Recall that REINFORCE's objective of policy gradient is: \[ J(\theta) = \sum_{s\in S} d^\pi(s) \sum_{a\in A} \pi_\theta(a|s) Q^\pi(s,a) \] The derivation of TRPO's objective of policy gradient is: \[ \begin{aligned} J(\theta) &=\sum_{s \in S} d^{\pi}(s) \sum_{a\in A} (\pi_\theta(a|s) \hat{A}_{\theta_{old}}(s,a))\\ &=\sum_{s\in S} d^{\pi_{\theta_{old}}} \sum_{a\in A} (\beta(a|s) {\pi_\theta(a|s)\over \beta(a|s)} \hat{A}_{\theta_{old}}(s,a))\\ &=E_{s\sim d^{\pi_{\theta_{old}}}, a \sim \beta}\Big[{\pi_\theta(a|s)\over \beta(a|s)} \hat{A}_{\theta_{old}}(s,a)\Big]\\ &=E_{s\sim d^{\pi_{\theta_{old}}}, a \sim \pi_{\theta_{old}}}\Big[{\pi_\theta(a|s)\over \pi_{\theta_{old}}(a|s)} \hat{A}_{\theta_{old}}(s,a)\Big]\\ E_{s\sim d^{\pi_{\theta_{old}}}}&\Big[D_{KL}\Big(\pi_{\theta_{old}}(\cdot | s)||\pi_\theta(\cdot|s)\Big)\Big] \leq \delta \end{aligned} \] The TRPO constrained optimization is defined as \[ \begin{aligned} &\max E_{s\sim d^{\pi_{\theta_{old}}}, a \sim \pi_{\theta_{old}}}\Big[{\pi_\theta(a|s)\over \pi_{\theta_{old}}(a|s)} \hat{A}_{\theta_{old}}(s,a)\Big]\\ & s.t. E_{s\sim d^{\pi_{\theta_{old}}}}\Big[D_{KL}\Big(\pi_{\theta_{old}}(\cdot | s)||\pi_\theta(\cdot|s)\Big)\Big] \leq \delta \end{aligned} \] One of the main limitations of TRPO is that the constrained optimization problem can be computationally intensive, especially for large state and action spaces.
PPO
PPO Objective
To address the computational expense of the constrained optimization in TRPO, researchers introduced the CLIP objective in policy gradient methods. The CLIP objective simplifies the optimization process while maintaining stable policy updates. Below are the TRPO objective and its corresponding CLIP version: \[ \begin{aligned} J^{TRPO}(\theta) &= E[r(\theta)\hat{A}_{\theta_{old}}(s,a)]\\ J^{CLIP}(\theta) &= E[\min(r(\theta)\hat{A}_{\theta_{old}}(s,a)), \text{clip}(r(\theta),1-\epsilon, 1+\epsilon) \hat{A}_{\theta_{old}}(s,a)] \end{aligned} \] where \[ \begin{aligned} &r(\theta) = {\pi_{\theta (a|s)} \over \pi_{\theta_{old}(a|s)}}\\ &r(\theta) \in [1-\epsilon, 1+ \epsilon], \\ &i.e. 1-\epsilon \leq r(\theta) \leq 1+\epsilon \end{aligned} \] If \(r(\theta) > 1+\epsilon, r(\theta)=1+\epsilon\). If \(r(\theta) < 1-\epsilon, r(\theta) = 1-\epsilon\).

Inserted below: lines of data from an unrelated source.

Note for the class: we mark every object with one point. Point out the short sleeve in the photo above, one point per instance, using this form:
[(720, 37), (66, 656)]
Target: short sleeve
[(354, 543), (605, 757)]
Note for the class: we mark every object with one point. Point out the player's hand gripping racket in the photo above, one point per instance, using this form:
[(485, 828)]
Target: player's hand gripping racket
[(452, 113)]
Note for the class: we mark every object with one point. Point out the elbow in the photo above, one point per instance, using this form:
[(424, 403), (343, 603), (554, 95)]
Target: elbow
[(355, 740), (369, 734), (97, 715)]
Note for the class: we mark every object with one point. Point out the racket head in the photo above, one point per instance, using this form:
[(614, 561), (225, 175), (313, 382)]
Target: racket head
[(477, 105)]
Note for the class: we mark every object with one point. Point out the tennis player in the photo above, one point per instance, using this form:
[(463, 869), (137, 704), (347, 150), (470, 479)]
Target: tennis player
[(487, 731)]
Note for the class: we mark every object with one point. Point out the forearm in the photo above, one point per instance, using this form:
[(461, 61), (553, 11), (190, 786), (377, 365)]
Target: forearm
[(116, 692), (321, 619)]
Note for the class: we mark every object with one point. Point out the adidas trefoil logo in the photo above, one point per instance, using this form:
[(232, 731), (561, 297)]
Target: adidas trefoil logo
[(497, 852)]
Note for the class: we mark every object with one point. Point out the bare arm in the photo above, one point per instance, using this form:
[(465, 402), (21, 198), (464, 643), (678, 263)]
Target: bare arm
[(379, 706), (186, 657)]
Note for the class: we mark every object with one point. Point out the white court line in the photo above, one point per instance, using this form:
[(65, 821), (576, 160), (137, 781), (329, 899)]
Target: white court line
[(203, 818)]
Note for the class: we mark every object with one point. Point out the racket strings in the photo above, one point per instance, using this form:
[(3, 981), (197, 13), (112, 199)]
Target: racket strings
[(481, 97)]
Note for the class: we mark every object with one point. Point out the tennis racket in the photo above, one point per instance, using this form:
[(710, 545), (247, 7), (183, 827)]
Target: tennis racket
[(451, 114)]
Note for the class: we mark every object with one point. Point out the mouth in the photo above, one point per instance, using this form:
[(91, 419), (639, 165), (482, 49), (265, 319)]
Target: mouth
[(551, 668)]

The CLIP objective ensures that the policy ratio \(r(\theta)\) does not deviate too far from 1 (the old policy), thereby limiting large updates to the policy. The term \(J^{CLIP}(\theta)\) takes the minimum of the “unclipped” objective and the “clipped” version. This prevents overly large policy updates by removing the lower bound when \(r(\theta)\) is outside the clipping range.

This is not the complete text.